Science and Clinical Program
The Science of 3K3A-APC in Amyotrophic Lateral Sclerosis ('ALS')
In 2009, researchers in Professor Zlokovic’s lab demonstrated in mutant mice superoxide dismutase-1 (SOD1) mice that administration of APC or 3K3A-APC after disease onset slows ALS disease progression and extends survival.
In 2014, researchers at Professor Zlokovic’s lab were able to show that blood brain barrier breakdown contributes to early motor-neuron degeneration in ALS mice and that restoring BBB integrity via 3K3A-APC during an early disease phase retards the disease process.
In 2019, researchers at the University of Southern California demonstrated that Induced Motor Neurons (iMNs) from C9ORF72 and several sporadic ALS patients share two common defects – impaired autophagosome formation and aberrant accumulation of glutamate receptors. It was shown that 3K3A-APC treatment lowers C9ORF72 dipeptide-repeat protein (DPR) levels, restores nuclear TDP-43 localization, and rescues the survival of both C9ORF72 and sporadic ALS iMNs; and that 3K3A-APC also lowers glutamate receptor levels and rescues proteostasis in vivo in C9ORF72 gain- and loss-of-function mouse models.
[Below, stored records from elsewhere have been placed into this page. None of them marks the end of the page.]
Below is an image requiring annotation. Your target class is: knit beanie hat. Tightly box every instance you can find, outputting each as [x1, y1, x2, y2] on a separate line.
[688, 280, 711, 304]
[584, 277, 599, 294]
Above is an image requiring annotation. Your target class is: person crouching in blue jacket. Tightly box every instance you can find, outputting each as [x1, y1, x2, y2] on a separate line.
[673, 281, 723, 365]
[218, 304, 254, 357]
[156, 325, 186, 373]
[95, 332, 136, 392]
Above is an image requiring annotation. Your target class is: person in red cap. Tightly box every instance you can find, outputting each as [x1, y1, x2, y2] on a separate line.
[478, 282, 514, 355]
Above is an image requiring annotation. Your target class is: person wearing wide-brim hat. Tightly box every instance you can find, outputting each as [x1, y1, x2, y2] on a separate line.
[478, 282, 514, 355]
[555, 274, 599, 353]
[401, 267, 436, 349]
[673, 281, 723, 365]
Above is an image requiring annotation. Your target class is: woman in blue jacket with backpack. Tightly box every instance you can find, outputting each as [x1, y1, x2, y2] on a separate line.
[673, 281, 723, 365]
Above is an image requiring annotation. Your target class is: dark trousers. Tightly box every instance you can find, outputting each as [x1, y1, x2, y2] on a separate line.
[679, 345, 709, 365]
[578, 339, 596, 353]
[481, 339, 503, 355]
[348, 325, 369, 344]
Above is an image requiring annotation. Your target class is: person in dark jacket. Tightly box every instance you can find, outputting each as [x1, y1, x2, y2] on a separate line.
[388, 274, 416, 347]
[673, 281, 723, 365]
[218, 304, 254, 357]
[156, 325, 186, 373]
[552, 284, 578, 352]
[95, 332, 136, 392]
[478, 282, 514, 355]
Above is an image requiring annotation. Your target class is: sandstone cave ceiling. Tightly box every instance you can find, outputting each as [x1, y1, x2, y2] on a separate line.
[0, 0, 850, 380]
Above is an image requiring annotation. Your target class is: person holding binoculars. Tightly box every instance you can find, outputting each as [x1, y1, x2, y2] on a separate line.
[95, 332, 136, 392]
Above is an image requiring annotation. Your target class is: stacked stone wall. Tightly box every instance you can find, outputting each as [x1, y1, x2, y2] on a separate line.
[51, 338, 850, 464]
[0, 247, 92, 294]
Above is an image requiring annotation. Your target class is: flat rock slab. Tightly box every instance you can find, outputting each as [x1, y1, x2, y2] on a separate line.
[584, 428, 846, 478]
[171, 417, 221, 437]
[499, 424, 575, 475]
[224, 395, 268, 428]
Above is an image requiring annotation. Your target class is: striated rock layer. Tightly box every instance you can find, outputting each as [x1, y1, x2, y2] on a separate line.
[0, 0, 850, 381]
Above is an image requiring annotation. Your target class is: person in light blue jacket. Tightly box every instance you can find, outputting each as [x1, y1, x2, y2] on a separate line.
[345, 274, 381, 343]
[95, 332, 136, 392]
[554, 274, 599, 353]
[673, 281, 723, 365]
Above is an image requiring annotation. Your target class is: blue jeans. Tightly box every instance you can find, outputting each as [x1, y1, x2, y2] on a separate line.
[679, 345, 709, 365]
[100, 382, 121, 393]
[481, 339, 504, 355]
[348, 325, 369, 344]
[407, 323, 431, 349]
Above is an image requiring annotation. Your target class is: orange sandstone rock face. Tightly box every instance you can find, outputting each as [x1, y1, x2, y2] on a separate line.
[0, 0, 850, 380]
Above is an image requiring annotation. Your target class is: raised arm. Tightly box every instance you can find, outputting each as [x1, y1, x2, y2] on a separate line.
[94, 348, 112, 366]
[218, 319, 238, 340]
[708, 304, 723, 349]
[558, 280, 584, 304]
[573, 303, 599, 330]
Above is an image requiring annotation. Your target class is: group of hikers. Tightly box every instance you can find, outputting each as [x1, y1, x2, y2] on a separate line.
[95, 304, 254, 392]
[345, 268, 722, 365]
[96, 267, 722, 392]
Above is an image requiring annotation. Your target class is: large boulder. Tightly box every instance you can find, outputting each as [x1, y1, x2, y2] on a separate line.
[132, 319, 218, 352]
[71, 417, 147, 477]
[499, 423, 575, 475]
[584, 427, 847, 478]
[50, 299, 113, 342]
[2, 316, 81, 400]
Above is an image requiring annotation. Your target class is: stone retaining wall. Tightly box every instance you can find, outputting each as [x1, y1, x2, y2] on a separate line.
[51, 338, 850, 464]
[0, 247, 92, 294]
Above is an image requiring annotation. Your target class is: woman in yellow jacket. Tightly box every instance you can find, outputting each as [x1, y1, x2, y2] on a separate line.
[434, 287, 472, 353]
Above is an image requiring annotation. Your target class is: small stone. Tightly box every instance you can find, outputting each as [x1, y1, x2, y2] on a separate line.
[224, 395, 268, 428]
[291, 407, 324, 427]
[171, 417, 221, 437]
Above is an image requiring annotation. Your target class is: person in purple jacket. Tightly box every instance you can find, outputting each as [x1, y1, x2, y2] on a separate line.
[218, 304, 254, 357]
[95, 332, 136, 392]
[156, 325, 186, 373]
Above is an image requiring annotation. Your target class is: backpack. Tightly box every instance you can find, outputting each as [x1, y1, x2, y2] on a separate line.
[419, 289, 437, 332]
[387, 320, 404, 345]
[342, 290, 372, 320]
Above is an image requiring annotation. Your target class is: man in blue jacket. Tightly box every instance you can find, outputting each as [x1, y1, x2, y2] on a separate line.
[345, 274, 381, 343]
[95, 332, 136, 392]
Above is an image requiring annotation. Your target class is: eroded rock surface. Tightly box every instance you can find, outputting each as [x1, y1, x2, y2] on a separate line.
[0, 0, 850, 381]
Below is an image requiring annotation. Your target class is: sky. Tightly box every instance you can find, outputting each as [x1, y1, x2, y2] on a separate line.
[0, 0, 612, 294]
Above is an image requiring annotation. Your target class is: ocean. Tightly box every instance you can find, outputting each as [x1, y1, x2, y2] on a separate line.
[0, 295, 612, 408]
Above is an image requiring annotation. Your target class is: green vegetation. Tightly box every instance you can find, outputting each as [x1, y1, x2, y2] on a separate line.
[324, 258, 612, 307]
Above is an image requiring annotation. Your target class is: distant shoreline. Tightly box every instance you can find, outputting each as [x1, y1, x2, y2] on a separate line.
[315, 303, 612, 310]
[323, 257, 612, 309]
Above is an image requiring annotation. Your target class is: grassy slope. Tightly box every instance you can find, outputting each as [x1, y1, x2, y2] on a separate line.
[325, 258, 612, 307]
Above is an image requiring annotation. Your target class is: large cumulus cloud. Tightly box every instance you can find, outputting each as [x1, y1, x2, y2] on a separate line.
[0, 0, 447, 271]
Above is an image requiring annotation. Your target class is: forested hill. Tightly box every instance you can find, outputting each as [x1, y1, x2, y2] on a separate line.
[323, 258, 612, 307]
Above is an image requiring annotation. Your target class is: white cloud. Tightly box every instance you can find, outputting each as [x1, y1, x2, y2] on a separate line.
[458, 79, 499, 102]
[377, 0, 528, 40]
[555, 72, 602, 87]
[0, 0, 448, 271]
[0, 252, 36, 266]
A Phase 2 Trial of 3K3A-APC in ALS 2021
Professor Dominic Rowe at Macquarie University Hospital runs the largest motor neuron diseases clinic in Australia. As Principal Investigator, Professor Rowe has completed a Phase 2 clinical trial (NCT05039268) of 3K3A-APC in ALS looking at several biomarkers of disease activity. The trial was completed in August 2022 and is evaluated an escalating acute dose regimen of 3K3A-APC in patients to determine safety and tolerability. Chemical and cellular biomarkers were evaluated for efficacy in the acute phase and other long-term biomarkers were tested for feasibility in later chronic-dosing studies.